This is the main function responsible for loading raw result files, processing them based on the desired metric and aggregation type (`best` or `average`), calculating ranks, and saving the final table to a CSV file.



In [None]:
def create_ranking_table(allowed_datasets: list, output_filename: str, metric: str = 'auc', agg_type: str = 'average'):
    """
    Loads, processes, and ranks algorithm results for a specific group of datasets.
    
    Args:
        allowed_datasets (list): A list of dataset names to include in the table.
        output_filename (str): The name of the CSV file to save the results.
        metric (str): The performance metric to use (e.g., 'auc').
        agg_type (str): The aggregation type ('average' or 'best').
    """
    # Default values for missing data
    default_values = {'auc': 0.5, 'adj_r_precision': 0, 'adj_average_precision': 0, 'adj_max_f1': 0}
    
    # --- 1. Load and Aggregate Results ---
    results_data = {}
    allowed_datasets_clean = [d.replace('.csv', '') for d in allowed_datasets]
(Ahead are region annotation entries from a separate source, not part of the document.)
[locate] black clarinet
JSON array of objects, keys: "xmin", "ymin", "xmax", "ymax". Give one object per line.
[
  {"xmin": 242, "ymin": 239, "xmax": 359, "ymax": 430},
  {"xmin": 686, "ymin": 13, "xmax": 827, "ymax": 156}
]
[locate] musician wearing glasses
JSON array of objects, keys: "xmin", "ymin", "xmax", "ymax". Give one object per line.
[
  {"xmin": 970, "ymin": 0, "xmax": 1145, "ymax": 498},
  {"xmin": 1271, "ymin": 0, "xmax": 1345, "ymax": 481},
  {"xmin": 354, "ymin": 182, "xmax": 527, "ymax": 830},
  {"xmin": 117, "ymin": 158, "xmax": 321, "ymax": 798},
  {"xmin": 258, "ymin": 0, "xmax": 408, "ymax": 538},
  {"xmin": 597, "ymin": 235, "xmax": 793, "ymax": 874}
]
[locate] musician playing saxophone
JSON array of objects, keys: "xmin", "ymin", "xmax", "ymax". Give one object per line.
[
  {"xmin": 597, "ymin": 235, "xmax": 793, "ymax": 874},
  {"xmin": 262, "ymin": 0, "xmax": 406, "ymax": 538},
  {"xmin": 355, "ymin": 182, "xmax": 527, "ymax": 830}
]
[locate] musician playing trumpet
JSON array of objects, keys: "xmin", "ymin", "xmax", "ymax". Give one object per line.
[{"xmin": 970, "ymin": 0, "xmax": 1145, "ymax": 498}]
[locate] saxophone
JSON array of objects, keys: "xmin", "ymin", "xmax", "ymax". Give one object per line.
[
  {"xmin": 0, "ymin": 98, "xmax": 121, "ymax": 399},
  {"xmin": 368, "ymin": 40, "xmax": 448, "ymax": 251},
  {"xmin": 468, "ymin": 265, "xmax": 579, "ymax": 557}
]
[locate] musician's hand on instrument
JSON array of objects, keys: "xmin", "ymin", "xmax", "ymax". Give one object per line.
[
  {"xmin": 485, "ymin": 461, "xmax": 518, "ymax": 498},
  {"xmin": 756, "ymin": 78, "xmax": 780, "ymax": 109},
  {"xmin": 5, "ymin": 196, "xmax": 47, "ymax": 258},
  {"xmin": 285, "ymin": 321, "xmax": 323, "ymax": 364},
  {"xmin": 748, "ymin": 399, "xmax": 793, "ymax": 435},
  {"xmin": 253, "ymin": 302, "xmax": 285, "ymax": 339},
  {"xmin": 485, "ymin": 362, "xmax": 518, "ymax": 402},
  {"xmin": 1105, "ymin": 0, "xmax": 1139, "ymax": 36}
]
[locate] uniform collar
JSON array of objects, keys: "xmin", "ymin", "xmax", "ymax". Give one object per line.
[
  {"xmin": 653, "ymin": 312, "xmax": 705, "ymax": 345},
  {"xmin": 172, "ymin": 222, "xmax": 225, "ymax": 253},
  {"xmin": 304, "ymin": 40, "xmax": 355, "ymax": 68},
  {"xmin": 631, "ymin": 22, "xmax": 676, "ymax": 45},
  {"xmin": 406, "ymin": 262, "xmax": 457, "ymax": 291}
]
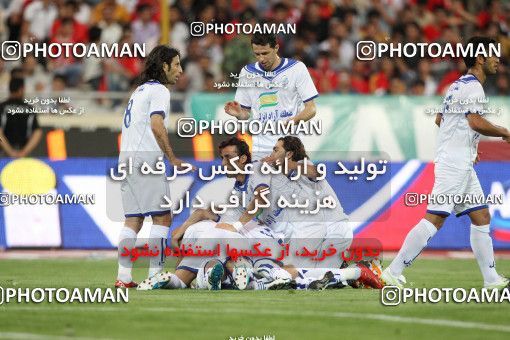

    for algo_name, path in algorithms.items():
        processed_rows = []
        if not os.path.exists(path):
            continue

        try:
            df = pd.read_csv(path, sep=';').drop_duplicates()
            df['dataset'] = df['dataset'].str.replace(r'(_v[0-9]{1,2})?\.csv$', '', regex=True)
        except FileNotFoundError:
            df = pd.DataFrame() # Create empty DataFrame if file not found

        for dataset_name in allowed_datasets_clean:
            df_subset = df[df['dataset'] == dataset_name]
            
            if df_subset.empty:
                # Add default value if dataset is missing for this algorithm
                processed_rows.append(pd.Series([dataset_name, default_values[metric]], index=['dataset', metric]))
                continue

            if agg_type == 'average':
                # Calculate the mean score across all parameters
                mean_score = df_subset[metric].mean()
                processed_rows.append(pd.Series([dataset_name, mean_score], index=['dataset', metric]))
            else: # 'best'
                # Find the highest score among all parameters
                best_row = df_subset.loc[df_subset[metric].idxmax()]
                processed_rows.append(best_row)
        
        results_data[algo_name] = pd.DataFrame(processed_rows)[['dataset', metric]].reset_index(drop=True)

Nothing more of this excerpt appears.